“¡(Te)Quiero, queda limpio!”

“¡(Te)Quiero, queda limpio!”

 

En aquel tiempo, se acercó a Jesús un leproso, suplicándole de rodillas:
«Si quieres, puedes limpiarme».
Compadecido, extendió la mano y lo tocó diciendo:
«Quiero: queda limpio».
La lepra se le quitó inmediatamente y quedó limpio. Él lo despidió, encargándole severamente:
«No se lo digas a nadie; pero para que conste, ve a presentarte al sacerdote y ofrece por tu purificación lo que mandó Moisés, para que les sirva de testimonio».
Pero cuando se fue, empezó a pregonar bien alto y a divulgar el hecho, de modo que Jesús ya no podía entrar abiertamente en ningún pueblo; se quedaba fuera, en lugares solitarios; y aun así acudían a él de todas partes.

Mc 1, 40-4

«A veces sentimos la tentación de ser cristianos manteniendo una prudente distancia de las llagas del Señor. Pero Jesús quiere que toquemos la miseria humana, que toquemos la carne sufriente de los demás. Espera que renunciemos a buscar esos cobertizos personales o comunitarios que nos permiten mantenernos a distancia del nudo de la tormenta humana, para que aceptemos de verdad entrar en contacto con la existencia concreta de los otros y conozcamos la fuerza de la ternura. Cuando lo hacemos, la vida siempre se nos complica maravillosamente y vivimos la intensa experiencia de ser pueblo, la experiencia de pertenecer a un pueblo.» (Evangelii Gaudium, 270).

Envueltos entre trapos mugrientos, con hedor a miseria y a exclusión, con la carne agrietada, maloliente y despeinado, se acerca cada día a las puertas del templo, buscando ser reconocido como persona en su dignidad. ¿No lo has visto a la entrada, al llegar a la misa dominical? ¿Lo has visto a las puertas de la cabina de los cajeros, o deambulando bajo el puente del parque que embellece las riberas del río de tu ciudad? Acaso no lo has visto andar entre harapos, justo cuando has de disponerte a cruzar a la acera de enfrente para no toparte con sus ojos que te hacen de espejo. 


Es la miseria de la humanidad tocando a nuestra puerta y arrancando las vendas indiferentes de nuestra mirada altiva, incluso cuando nos vestimos de domingo para ir a misa o al culto, como es costumbre en la familia. Vamos a encontrarnos con la Vida, pero no nos detenemos a mirar a quienes están en la vera, pasando desnudos el frío del invierno y desprotegidos de todo respeto. 

Negro, indio, sin papeles, gitano o en paro, da igual, ninguno es menos, aunque nuestras bocas fulminen como metralla su presencia siempre incómoda. Nos cuesta tanto detenernos, y es normal, los pobres son llamadas de atención a la consciencia, son el espejo donde habitan nuestras miserias más hondas. Y allí, en esos ojos, Jesús crucificado y sediento, muerto de frío y en oscura soledad. Migrante, vecino, bandido o drogadicto… Anciano, vagabundo, sin padrón y desnudo, es igual, aunque lo neguemos, ¡son los leprosos de hoy!

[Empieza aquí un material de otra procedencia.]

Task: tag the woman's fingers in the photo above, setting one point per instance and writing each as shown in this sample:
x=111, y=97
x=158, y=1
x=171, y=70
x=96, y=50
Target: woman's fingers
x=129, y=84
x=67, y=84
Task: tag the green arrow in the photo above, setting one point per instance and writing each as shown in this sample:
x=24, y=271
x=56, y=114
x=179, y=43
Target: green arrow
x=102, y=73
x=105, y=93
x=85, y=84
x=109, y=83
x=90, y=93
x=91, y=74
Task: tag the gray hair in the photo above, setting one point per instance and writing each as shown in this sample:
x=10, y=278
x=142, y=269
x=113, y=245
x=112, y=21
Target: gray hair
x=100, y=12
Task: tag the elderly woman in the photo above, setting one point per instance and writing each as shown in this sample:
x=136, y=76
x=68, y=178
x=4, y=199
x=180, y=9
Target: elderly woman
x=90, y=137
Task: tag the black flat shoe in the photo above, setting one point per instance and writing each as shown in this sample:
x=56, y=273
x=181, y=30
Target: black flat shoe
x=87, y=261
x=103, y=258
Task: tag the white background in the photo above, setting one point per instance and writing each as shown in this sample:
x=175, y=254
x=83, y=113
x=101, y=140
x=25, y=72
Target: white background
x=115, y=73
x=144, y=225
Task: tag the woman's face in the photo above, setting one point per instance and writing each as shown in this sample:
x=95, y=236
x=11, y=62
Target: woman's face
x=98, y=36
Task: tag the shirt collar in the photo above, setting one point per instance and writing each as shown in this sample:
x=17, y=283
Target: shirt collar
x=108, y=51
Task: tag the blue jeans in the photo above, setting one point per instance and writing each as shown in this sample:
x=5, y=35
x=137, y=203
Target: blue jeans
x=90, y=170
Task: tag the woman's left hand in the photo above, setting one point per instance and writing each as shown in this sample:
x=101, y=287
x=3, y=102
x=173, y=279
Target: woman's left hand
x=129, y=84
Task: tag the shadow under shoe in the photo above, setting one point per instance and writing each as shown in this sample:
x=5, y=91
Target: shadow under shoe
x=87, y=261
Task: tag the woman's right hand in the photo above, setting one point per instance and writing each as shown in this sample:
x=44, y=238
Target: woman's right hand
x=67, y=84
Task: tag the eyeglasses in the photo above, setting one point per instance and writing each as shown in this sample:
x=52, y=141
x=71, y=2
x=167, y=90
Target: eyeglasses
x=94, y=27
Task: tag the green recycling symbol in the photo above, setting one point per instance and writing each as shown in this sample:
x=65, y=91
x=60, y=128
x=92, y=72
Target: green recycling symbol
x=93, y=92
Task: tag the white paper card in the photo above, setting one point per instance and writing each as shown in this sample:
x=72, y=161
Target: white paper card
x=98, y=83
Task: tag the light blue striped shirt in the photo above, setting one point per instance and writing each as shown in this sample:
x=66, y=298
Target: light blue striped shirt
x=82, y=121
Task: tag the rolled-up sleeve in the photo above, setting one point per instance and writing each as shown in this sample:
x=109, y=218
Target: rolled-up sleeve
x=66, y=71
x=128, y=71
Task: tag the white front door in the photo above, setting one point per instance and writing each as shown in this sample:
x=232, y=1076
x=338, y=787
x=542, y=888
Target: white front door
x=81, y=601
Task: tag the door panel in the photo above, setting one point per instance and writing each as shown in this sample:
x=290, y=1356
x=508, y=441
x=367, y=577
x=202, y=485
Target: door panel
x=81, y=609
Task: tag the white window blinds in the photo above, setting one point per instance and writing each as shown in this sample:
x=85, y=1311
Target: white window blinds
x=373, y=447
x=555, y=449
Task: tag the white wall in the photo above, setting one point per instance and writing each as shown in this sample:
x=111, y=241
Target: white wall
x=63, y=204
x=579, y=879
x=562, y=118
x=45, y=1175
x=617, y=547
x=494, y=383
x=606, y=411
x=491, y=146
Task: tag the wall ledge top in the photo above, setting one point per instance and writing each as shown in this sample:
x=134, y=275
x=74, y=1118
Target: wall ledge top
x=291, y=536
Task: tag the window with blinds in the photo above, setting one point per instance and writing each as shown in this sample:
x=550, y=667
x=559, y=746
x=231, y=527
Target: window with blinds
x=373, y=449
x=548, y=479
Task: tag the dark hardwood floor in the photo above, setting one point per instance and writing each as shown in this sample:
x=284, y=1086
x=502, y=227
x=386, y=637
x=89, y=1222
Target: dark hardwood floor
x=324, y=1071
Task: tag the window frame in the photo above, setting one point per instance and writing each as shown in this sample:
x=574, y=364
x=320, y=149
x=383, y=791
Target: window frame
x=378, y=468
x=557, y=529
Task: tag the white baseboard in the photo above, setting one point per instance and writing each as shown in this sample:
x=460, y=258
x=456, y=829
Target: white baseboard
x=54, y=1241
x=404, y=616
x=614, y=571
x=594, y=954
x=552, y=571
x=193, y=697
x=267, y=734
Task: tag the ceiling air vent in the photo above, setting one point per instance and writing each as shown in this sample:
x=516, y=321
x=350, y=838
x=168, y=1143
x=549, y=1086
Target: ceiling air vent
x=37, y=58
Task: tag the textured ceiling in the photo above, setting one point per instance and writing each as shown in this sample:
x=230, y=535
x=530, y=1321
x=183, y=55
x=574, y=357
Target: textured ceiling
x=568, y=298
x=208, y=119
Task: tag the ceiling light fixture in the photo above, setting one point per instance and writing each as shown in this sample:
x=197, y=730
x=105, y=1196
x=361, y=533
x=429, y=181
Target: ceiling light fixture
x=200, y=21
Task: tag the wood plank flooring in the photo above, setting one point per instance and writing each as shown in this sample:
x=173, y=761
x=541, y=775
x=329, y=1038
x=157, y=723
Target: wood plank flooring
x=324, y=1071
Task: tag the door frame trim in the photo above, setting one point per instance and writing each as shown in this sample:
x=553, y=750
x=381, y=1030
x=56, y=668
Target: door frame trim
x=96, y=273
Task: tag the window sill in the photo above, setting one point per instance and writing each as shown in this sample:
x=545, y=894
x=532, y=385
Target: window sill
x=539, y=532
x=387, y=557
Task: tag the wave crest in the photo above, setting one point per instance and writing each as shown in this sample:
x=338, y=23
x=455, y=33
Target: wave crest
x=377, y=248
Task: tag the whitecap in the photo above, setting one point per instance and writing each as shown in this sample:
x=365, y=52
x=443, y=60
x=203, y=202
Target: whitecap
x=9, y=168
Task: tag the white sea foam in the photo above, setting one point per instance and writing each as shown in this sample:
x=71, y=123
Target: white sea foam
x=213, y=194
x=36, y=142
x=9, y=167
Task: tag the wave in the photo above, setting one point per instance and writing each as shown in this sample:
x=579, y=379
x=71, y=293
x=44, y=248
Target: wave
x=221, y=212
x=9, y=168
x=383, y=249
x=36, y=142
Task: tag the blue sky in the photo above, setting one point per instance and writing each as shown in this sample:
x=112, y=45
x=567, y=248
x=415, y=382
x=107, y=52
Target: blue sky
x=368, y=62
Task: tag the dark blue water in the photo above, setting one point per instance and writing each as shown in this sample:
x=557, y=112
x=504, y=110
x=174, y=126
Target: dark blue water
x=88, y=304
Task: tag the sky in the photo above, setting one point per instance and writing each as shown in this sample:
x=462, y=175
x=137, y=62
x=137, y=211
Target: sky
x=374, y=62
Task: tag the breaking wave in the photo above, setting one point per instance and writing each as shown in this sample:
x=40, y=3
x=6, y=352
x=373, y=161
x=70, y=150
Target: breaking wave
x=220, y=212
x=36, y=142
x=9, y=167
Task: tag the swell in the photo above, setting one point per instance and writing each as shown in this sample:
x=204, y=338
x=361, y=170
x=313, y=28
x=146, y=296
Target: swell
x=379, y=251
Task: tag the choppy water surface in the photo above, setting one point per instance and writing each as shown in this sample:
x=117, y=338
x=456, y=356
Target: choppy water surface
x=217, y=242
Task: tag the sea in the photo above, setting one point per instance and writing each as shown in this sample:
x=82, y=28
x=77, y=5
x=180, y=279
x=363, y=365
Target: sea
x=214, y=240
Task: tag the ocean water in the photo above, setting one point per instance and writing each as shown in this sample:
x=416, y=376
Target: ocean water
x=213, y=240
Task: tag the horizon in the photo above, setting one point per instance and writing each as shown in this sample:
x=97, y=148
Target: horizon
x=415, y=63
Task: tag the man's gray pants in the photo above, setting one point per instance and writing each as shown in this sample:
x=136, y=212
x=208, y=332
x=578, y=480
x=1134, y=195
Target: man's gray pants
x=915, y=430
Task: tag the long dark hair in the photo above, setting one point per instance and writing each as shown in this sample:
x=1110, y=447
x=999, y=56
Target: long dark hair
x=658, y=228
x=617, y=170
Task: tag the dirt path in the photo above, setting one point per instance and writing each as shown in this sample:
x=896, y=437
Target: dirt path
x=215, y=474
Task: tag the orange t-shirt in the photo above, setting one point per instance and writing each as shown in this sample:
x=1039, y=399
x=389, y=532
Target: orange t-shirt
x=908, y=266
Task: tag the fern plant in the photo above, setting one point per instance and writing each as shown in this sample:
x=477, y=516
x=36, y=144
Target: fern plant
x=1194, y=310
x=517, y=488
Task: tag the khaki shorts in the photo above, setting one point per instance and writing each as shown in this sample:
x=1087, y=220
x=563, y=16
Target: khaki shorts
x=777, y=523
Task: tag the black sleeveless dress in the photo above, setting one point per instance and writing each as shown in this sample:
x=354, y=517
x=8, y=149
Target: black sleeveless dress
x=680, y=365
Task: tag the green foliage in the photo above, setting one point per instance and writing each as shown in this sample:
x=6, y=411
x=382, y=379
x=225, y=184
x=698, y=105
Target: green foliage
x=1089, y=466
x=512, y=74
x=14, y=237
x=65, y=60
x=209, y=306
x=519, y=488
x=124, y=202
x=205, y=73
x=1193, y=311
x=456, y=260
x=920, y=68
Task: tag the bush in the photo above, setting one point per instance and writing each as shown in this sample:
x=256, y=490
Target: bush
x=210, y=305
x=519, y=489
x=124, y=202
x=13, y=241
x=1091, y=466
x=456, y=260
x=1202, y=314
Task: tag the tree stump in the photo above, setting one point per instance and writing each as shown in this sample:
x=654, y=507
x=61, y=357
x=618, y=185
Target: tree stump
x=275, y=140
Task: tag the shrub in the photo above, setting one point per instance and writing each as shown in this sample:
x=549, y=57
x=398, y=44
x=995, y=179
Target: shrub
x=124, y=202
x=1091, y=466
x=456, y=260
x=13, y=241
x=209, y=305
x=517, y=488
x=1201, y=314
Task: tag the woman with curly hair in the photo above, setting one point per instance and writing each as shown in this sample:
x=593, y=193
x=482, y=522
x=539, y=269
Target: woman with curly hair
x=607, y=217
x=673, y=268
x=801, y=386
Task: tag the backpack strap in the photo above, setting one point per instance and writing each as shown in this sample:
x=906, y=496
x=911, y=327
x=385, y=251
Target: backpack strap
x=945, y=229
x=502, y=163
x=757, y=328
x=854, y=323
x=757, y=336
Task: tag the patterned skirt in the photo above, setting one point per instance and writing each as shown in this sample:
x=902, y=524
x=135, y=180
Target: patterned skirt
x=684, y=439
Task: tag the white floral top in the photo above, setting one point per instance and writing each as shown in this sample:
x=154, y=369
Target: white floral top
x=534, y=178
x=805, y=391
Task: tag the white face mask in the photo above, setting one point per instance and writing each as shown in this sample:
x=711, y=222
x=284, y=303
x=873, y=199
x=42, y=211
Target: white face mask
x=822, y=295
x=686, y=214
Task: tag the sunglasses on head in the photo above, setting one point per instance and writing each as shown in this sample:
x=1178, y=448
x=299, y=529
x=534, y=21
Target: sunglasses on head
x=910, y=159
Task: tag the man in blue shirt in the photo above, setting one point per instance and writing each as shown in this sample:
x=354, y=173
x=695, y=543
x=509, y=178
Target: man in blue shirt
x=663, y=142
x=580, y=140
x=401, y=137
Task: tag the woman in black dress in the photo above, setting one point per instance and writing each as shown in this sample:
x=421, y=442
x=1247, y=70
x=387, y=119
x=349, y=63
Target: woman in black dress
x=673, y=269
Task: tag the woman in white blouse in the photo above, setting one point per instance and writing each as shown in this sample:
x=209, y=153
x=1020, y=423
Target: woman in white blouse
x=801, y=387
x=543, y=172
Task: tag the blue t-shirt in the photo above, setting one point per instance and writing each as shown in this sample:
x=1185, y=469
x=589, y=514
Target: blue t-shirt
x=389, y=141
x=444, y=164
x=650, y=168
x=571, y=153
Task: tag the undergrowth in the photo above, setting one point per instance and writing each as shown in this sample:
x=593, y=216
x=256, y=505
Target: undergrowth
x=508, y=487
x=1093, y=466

A quienes Jesús quiere tocar, acoger, abrazar y decir: “¡sí, quiero, sana! ¡sí, quiero, porque te quiero!”. 


¡Cuánta falta nos hace un pobre de Asís, una madre de los pobres de Calcuta…! Tocar las llagas sufrientes de los leprosos de hoy, descalzarnos, abajar nuestra mirada y descubrir que allí, entre sus miserias están las nuestras escondidas sin querer ser vistas. Allí, en sus ojos cansados, la mirada de un Jesús que todavía hoy te dice: “Tengo sed”. 


¿Quieres ver a Jesús? ¡Corre y búscalo, está más cerca de lo que te crees!  


Seguimos caminando mientras cantamos.